It seemed too good to be true: An old wooden desk carved with the initials "JFK" from the private school in Connecticut where John F. Kennedy studied as a boy.

That's because it was.

The desk was the centerpiece of a new exhibition in November at the John F. Kennedy Presidential Library and Museum in Boston devoted to the 35th president's early years, even though the museum put it into storage in 1993 after school officials said it was clear to them the desk wasn't Kennedy's. It had been displayed from 1979 to 1993 as Kennedy's desk from Choate Rosemary Hall in Wallingford, Connecticut.

"I said, 'Oh boy, here we go again,'" Judy Donald, Choate's archivist since 2001, said Monday.

The story begins in the 1970s, when the wife of a former Choate teacher offered the desk to the school.
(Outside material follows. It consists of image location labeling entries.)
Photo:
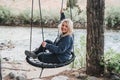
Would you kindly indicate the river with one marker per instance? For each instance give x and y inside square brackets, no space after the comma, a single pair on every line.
[19,37]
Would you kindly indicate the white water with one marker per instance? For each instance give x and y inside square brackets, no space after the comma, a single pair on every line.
[20,38]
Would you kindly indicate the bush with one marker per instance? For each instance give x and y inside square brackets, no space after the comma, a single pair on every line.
[112,61]
[112,17]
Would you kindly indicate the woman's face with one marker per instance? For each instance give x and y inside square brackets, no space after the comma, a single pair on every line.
[64,27]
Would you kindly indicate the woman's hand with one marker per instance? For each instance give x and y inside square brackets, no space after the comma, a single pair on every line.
[44,44]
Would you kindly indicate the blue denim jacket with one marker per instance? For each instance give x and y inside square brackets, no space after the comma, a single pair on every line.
[62,48]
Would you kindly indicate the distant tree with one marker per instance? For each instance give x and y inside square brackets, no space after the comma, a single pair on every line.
[72,4]
[0,70]
[95,37]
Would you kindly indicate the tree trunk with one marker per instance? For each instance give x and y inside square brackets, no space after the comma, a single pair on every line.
[0,70]
[95,37]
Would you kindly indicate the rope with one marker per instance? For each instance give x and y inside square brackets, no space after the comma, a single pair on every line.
[31,25]
[73,34]
[41,20]
[70,9]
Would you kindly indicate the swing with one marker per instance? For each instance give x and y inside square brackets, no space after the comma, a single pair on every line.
[36,62]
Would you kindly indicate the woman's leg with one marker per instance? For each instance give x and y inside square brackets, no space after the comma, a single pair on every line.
[42,49]
[48,58]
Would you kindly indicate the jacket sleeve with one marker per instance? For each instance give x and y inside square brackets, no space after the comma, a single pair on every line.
[63,45]
[62,16]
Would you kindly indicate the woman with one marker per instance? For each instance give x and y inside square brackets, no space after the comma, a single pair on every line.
[60,49]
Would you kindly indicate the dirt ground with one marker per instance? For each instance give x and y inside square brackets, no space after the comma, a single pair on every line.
[33,72]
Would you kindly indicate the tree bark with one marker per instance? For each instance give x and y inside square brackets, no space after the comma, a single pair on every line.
[0,70]
[95,37]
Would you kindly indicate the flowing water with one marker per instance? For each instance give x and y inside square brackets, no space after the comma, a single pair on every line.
[19,37]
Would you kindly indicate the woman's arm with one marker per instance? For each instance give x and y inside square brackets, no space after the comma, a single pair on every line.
[62,16]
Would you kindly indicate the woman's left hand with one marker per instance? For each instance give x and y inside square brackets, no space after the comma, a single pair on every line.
[44,44]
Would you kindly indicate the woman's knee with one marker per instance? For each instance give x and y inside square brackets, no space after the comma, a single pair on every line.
[48,41]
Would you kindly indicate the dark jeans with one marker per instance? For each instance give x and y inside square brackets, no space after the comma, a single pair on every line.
[46,57]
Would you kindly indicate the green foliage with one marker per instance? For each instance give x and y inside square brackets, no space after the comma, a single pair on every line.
[25,17]
[112,17]
[5,15]
[80,52]
[71,3]
[112,61]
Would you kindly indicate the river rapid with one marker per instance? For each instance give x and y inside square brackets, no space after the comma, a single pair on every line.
[19,40]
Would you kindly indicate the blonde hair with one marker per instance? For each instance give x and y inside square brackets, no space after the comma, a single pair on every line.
[70,26]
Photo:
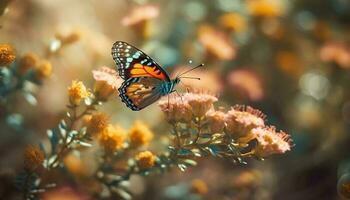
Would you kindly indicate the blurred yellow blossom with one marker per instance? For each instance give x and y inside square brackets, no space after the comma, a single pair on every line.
[337,53]
[7,54]
[96,123]
[270,141]
[198,186]
[265,8]
[146,159]
[140,134]
[112,138]
[27,62]
[246,179]
[240,120]
[216,43]
[77,92]
[33,158]
[70,38]
[74,164]
[107,82]
[233,22]
[43,69]
[247,83]
[141,14]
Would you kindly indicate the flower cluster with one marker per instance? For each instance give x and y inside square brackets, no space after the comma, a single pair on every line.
[204,129]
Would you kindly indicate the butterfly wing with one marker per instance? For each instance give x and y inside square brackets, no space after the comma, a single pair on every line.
[139,92]
[132,62]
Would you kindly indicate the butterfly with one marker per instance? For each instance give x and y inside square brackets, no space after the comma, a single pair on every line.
[145,81]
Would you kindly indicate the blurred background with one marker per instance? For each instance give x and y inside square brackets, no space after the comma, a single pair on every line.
[288,58]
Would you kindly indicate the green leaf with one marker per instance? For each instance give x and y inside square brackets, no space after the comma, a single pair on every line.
[184,152]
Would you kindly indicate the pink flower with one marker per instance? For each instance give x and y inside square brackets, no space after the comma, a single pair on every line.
[270,141]
[141,14]
[240,120]
[176,109]
[200,102]
[216,121]
[107,82]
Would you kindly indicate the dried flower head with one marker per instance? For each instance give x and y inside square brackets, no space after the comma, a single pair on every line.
[7,54]
[112,138]
[246,82]
[337,53]
[43,69]
[140,134]
[216,121]
[107,82]
[176,109]
[265,8]
[27,62]
[200,102]
[77,92]
[216,43]
[96,123]
[146,159]
[233,22]
[33,158]
[198,186]
[141,14]
[270,141]
[240,120]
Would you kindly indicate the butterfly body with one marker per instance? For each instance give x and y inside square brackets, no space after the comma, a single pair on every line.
[144,80]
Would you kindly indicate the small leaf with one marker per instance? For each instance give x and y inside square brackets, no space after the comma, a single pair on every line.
[184,152]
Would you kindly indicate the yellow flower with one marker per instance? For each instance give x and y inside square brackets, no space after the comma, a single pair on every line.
[233,21]
[198,186]
[96,123]
[216,43]
[43,70]
[145,159]
[7,54]
[74,164]
[33,158]
[140,134]
[112,138]
[265,8]
[77,92]
[27,62]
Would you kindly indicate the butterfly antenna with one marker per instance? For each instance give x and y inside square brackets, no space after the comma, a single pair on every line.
[201,65]
[197,78]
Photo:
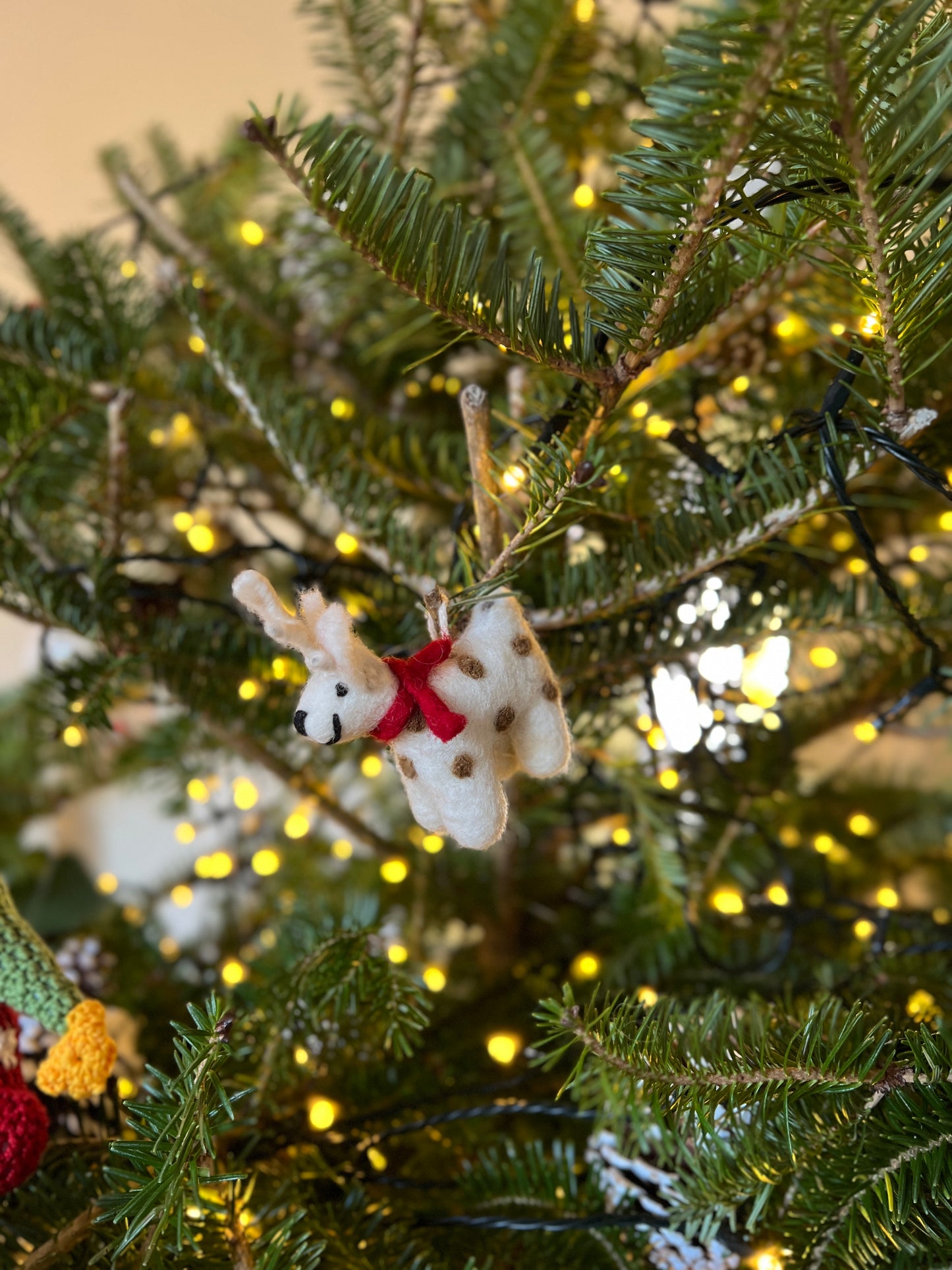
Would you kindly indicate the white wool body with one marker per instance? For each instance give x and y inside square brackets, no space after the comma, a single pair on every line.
[498,678]
[501,679]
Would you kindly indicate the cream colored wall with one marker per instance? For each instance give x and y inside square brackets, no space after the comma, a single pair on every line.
[75,78]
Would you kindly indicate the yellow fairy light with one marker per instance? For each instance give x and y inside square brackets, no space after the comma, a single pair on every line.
[434,978]
[322,1114]
[922,1006]
[244,793]
[768,1260]
[266,861]
[297,824]
[197,790]
[503,1048]
[791,327]
[233,972]
[394,870]
[658,427]
[727,901]
[216,865]
[586,966]
[342,408]
[513,478]
[252,233]
[201,538]
[823,658]
[862,824]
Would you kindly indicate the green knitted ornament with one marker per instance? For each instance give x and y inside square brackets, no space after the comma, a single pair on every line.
[31,982]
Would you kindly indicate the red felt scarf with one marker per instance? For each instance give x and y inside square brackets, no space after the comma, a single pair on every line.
[413,675]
Choate turned down the offer, knowing the desk wasn't authentic: The style of desk wasn't in use during the time Kennedy attended, from 1931 to 1935.

The woman then donated the desk to the museum.

Meanwhile, Kennedy's former roommate at Choate wrote to the museum's then-director, Dave Powers, in 1977 assuring him the desk belonged to his boyhood friend.

"There is no question in my mind that this was Jack's desk," Lem Billings wrote, adding that Kennedy carved his initials in everything.

The desk went on display.

But in 1993, Lee Sylvester, Choate's archivist at the time, told the museum the desk certainly was not Kennedy's.

Sylvester wrote in a letter to the library, "We should have taken the thing when it was offered to us and burnt it on the spot!"

A library official replied that the desk was in storage and would not be displayed again.

But in November the desk re-emerged, with museum officials saying it was among items never before displayed. Donald emailed museum curator Stacey Bredhoff.

Bredhoff said the desk's history was news to the museum's staff. They weren't aware of the 1993 correspondence, and the person who replied to the letter no longer works at the museum. Even veteran staff members didn't recall the desk having been on display.

"We weren't 100 percent sure," Bredhoff said. "What we said in the exhibit is that it was believed to have been used by JFK."

But the desk's style - not in use until the 1940s - cast doubt on it being Kennedy's, she said.

The museum has since updated the description that accompanies the desk. It says, "The desk, which comes from Choate, is presented here to evoke Jack's life as a high school student." The letters about it are now on file at the museum.

"I'm glad it wasn't burned for kindling," Bredhoff said. "It's still from the place where he spent time and it helps to tell a little more about his story."